How to match in 2 files and generate 3rd file?

reddyr · July 17, 2014, 2:32pm

Hello,

I have 2 tables (first file with colon separated, second file comma separated) like below:

Please note that the matching number (kind of primary key) is a number and is NOT unique. It is 2nd column in table1 and 4th column in table2.

# cat table1
vgbpjdata1:80
vgbpjdata2:50
vgbpjdata3:50
vgbpjdata4:80

# cat table2
vpath50,c54t4d2,52428800,50
vpath51,c40t4d3,83886080,80
vpath52,c40t4d0,83886080,80
vpath56,c36t4d1,52428800,50

# cat output_file
MY_CMD vgbpjdata1 /dev/dsk/c40t4d3
MY_CMD vgbpjdata2 /dev/dsk/c54t4d2
MY_CMD vgbpjdata3 /dev/dsk/c36t4d1
MY_CMD vgbpjdata4 /dev/dsk/c40t4d0

Please help, thanks!

Chubler_XL · July 17, 2014, 3:05pm

You could use awk like this:

awk '
FS==","{ k[$4]=($4 in k? k[$4]"," : "") "/dev/dsk/" $2; next}
$2 in k {
  dev=k[$2]
  if (sub(",.*",x,dev)) sub(dev",",x,k[$2])
  else delete k[$2]
  print "MY_CMD",$1,dev
} ' FS=, table2 FS=: table1

reddyr · July 17, 2014, 3:17pm

Brilliant, worked great. Thanks a million.

RudiC · July 17, 2014, 3:39pm

Depending on the awk version, this will not work; on my linux mawk the result is:

MY_CMD vgbpjdata1 
MY_CMD vgbpjdata2 
MY_CMD vgbpjdata3 /dev/dsk/c54t4d2
MY_CMD vgbpjdata4 /dev/dsk/c40t4d3

And, how can you tell which data set will be selected if you don't have a unique key to refer to it? Should that be in order of appearance (as in Chubler_XL's proposal) or is that sheer coincidence?

Chubler_XL · July 17, 2014, 4:17pm

Thanks RudiC, I was cringing a bit when I wrote that assignment, but it seemed to work OK.

This should be a more portable variation:

awk '
FS==","{ if($4 in k) k[$4]=k[$4]","; k[$4]=k[$4] "/dev/dsk/" $2; next}
$2 in k {
  dev=k[$2]
  if (sub(",.*",x,dev)) sub(dev",",x,k[$2])
  else delete k[$2]
  print "MY_CMD",$1,dev
} ' FS=, table2 FS=: table1

or even this:

awk '
  FS==","{ m[$4,++k[$4]]="/dev/dsk/" $2; next}
  k[$2] {print "MY_CMD",$1, m[$2,k[$2]--]} ' FS=, table2 FS=: table1

reddyr · July 17, 2014, 5:27pm

Thanks Chubler_XL and RudiC

It is NOT coincidence but the order of appearance (as shown in my sample output).
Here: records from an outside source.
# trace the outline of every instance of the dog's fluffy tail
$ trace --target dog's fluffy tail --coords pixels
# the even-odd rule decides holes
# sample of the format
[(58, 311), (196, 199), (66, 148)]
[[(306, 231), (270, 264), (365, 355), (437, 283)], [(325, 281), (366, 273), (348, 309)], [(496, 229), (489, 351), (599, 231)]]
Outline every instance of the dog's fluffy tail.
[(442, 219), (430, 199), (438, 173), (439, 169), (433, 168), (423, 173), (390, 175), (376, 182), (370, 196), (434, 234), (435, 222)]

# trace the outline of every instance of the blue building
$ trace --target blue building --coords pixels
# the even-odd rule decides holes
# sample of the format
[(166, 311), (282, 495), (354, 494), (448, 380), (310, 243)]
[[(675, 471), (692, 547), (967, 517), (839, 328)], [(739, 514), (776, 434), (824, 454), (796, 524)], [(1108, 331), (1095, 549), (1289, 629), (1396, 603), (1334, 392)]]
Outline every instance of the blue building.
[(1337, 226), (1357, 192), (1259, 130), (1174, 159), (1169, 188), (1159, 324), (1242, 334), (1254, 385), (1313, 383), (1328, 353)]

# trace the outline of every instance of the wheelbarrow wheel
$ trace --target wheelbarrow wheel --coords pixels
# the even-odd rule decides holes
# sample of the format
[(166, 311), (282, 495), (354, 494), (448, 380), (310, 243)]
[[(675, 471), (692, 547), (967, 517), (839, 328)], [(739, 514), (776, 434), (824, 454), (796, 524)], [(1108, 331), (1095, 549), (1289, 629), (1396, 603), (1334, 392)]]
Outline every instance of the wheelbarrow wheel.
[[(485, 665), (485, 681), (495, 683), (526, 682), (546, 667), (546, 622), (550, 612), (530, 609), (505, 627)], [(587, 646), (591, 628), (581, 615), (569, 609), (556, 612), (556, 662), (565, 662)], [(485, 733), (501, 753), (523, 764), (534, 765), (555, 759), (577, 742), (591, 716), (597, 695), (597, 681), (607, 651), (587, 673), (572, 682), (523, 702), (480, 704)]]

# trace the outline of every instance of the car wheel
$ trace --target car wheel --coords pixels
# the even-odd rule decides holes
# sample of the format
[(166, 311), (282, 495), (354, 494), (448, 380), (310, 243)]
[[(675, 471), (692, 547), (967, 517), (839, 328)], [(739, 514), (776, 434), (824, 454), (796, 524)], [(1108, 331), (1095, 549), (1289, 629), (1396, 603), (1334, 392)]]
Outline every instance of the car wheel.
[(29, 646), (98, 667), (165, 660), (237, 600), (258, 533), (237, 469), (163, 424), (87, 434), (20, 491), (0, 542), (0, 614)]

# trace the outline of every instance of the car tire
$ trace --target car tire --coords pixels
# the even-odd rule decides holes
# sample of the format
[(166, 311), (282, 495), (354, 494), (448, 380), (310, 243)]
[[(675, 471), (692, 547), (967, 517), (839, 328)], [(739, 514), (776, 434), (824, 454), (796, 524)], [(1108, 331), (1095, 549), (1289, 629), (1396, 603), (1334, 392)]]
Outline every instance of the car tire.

Chubler_XL's all 3 solutions worked for me. I'm using standard awk of HP UX. I tested with few samples and all worked fine. Could you please confirm which is the best and most likely to work on "all" samples?

Thanks again!

Chubler_XL · July 17, 2014, 5:38pm

I'd avoid solution #1 as there is no standards definition on what order assignment statements are processed so some awk implementations and possibly future updates to awk could cause it to fail. Both 2 and 3 are fine and it's you preference, whichever you find easier to understand.